Death and Addiction: The Feelings Nobody Wants to Talk About

 

I often tell people that my dad died when I was 12 years old and on some levels this is true. In reality, he passed away from organ failure as the result of his addiction when I was 22, but the man I knew as my dad was gone a decade before then. The man who taught me how to ride a bike and watched me catch my first fish had vanished, seemingly before my eyes, and I didn’t recognize the person who had taken his place. What this meant was that, for the next ten years, I attempted to live a “normal” life while being trapped on a terrifying rollercoaster of hope and despair that was impossible to get off.

 

If your experience has been anything like my own you already know that loving someone in active addiction means always being afraid. We are afraid that if we make the wrong decisions we might lose you, while at the same time, we fear that you are already gone. We wonder how it could ever be ok to smile when someone we love so much is suffering so deeply, and most days we wouldn’t want to anyways. Our minds race; we lay awake at night wondering where you are, if you are alive and if our words were chosen carefully, in case they were our last.

 

Loving someone in active addiction means constantly being lied to and then lying to ourselves, because sometimes that moment of hope just hurts less.
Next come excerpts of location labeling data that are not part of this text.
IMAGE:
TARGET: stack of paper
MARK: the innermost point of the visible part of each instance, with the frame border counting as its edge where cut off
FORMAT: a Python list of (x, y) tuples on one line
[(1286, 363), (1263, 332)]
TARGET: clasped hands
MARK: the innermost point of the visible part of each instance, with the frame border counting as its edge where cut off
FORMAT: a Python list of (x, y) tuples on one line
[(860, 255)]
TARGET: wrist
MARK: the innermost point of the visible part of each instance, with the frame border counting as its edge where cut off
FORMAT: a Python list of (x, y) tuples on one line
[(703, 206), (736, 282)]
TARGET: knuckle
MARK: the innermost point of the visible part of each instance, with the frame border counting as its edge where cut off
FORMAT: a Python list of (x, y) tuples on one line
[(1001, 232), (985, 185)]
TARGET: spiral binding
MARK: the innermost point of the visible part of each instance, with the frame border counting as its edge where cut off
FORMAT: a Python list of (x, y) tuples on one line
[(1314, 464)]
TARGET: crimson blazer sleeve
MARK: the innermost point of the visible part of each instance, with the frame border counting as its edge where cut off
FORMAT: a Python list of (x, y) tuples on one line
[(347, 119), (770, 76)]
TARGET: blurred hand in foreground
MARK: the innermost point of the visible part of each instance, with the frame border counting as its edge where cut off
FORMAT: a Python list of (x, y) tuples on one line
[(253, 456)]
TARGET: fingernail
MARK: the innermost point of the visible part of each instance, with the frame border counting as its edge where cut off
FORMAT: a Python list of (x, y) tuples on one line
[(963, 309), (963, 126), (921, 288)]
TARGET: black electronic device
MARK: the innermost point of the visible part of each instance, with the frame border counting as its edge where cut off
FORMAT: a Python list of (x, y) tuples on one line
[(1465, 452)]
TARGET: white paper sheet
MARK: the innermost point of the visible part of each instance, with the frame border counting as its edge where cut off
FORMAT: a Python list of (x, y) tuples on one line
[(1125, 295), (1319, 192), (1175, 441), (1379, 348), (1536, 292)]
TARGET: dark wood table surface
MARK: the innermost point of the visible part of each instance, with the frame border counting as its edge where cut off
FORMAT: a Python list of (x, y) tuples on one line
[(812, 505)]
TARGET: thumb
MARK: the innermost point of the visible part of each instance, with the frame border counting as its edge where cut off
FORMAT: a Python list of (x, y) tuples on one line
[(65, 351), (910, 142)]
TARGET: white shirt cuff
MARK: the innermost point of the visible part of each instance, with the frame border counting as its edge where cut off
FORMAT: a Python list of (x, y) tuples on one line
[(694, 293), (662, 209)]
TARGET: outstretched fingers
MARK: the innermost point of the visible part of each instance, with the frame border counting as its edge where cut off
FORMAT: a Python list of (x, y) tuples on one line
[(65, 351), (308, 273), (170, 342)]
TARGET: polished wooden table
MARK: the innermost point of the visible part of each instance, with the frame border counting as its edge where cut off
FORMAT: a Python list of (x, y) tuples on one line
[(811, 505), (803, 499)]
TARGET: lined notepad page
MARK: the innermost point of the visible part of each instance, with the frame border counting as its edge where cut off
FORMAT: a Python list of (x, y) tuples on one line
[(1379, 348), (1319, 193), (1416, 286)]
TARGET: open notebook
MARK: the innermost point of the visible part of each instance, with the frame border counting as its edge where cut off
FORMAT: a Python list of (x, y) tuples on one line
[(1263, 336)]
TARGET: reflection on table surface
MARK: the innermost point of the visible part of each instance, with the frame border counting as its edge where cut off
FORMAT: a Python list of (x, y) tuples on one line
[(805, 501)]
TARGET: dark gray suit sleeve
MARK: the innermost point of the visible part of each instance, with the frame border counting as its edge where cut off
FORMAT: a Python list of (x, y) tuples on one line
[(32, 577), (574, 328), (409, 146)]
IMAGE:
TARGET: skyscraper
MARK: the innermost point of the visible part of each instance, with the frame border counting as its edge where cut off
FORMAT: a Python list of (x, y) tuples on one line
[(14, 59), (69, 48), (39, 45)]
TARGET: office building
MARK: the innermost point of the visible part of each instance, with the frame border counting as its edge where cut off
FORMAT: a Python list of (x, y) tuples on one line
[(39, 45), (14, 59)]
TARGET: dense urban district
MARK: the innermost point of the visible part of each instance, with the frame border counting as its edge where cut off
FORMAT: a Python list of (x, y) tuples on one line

It’s that angry rumble just under the surface; the finger that should be pointing at you but is so often pointing back at us because, once again, our kindness was prayed upon as naiveté. We know better, but doing better means that we might be left with the guilt of turning our backs on you. It means being let down again and again and then condemning ourselves for even the slightest waiver in our faith. It’s fearing for your life and wishing you would die all at the same time.

 

To me, this was torture; and I didn’t handle it well. I call this decade “the lost years” and although I am grateful I found my way, the path I chose was unnecessarily lonely and isolated because I thought no one, not even my own family, could understand.

 

The day my father died was the biggest relief of my young life.

 

Not everyone was ready for this statement, and as I watched his friends and family grieving all around me I was filled with the guilt and shame of my own relief. It was over. The uncertainty was over. The death of my father meant that I could finally begin to accept and deal with what was instead of constantly fighting for what I wanted it to be. It meant the beginning of a slow untangling of a decade of emotions at the end of a strikingly painful era. The worst had happened and yet, I was free. I wasn’t scared anymore.

 

So for those still trapped on the rollercoaster of hope and despair please know that these feelings are common; you are normal; and this is hard. As you navigate through your own journey with addiction, remember that the path need not be lonely or isolated and that together we will find light in the darkness of our stories.